My current debian is on an ext2 formatted partiton. I want to migrate it to an ext3 partition. Is it possible or should i not do it?
Re: Some Uboot and migrating questions.
August 20, 2012 08:58AM
sync flushes all write to disc, confirming a complete write.

You can safely convert the boot partition from ext2 to ext3 if on HDD, I would suggest against it on flash media.

http://archlinuxarm.org/developers/downloads has the link to the armv5te rootfs, which should be all you need.
6pack
Re: Some Uboot and migrating questions.
August 21, 2012 02:06AM
@WarheadsSE, thank you for taking the time to explain.
I actually downloaded the tar file from the site you mentioned. It has md5 starting with 767a8.....
There is another tar in the /rootfs folder with the same md5 and size. only the filename has a rootfs in it.

I noticed this on the downloads page.
Quote

Simply download the tarball that best fits and supply your own kernel.
supply your own kernel = ?

Is it possible that the tar file i downloaded does not have the initrd image in it by mistake? or is it by design?
Anyway, I got back to booting in Debian on my usb stick. I'm keeping a copy of this page for reference, next time I migrate to a usb hdd.
@bodhi, your acronis method works like a charm. I tried it on a 16GB usb stick i had lying with me. :D
6pack
Re: Some Uboot and migrating questions.
August 21, 2012 02:33AM
Another question I forgot to ask is there a way to update the kirkwood image on the pogoplug?
I see during ssh login that the kirkwood image in my debian is 2.6. version.

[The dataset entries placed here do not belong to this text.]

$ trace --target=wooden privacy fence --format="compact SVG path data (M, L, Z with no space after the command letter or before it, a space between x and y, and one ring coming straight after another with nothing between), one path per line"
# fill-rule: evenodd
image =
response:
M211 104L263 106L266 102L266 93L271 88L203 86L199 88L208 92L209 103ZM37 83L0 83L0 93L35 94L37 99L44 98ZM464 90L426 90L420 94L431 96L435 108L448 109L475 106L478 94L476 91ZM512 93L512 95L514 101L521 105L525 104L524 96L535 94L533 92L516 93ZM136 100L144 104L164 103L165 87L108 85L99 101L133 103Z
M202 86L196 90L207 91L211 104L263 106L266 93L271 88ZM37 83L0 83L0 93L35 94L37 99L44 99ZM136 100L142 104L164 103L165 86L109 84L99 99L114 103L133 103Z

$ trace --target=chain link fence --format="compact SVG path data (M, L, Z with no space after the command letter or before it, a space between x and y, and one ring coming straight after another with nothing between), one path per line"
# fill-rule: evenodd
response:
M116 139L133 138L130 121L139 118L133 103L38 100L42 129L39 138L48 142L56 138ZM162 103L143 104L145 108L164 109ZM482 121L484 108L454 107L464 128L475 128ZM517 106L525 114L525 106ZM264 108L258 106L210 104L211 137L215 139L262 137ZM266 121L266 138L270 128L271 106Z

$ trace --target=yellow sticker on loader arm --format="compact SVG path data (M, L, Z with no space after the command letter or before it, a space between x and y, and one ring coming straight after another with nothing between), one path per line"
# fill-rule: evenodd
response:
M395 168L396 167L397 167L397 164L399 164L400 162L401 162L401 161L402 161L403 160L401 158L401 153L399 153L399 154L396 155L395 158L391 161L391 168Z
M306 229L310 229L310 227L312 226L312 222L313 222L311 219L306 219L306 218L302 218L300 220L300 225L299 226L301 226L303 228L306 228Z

The latest version is linux-image-3.2.0 which is in backports.
Is there a way to upgrade the kirkwood image in my usb to this newer one easily when it gets released to stable squeeze version?
Re: Some Uboot and migrating questions.
August 21, 2012 03:01AM
Debian method of upgrading (in summary):

1. Specify in apt sources.list what distribution to get the packages from. Below is "wheezy" example. Currently your 2.6.x is stable and it's "squeeze". So you should see the mirror name URL and "squeeze" in /etc/apt/sources.list

# cat /etc/apt/sources.list
deb http://ftp.us.debian.org/debian wheezy main

2. Run apt-get update and upgrade to get the latest version of your distribution:

#apt-get update
#apt-get upgrade

3. To upgrade the distribution (prepare for massive changes!)

# apt-get dist-upgrade

Right now, when you run these 2 commands, you'll get the latest in "squeeze". So when a distribution become stable, just modify your sources.list and do update and upgrade.



Edited 1 time(s). Last edit at 08/24/2012 04:44AM by bodhi.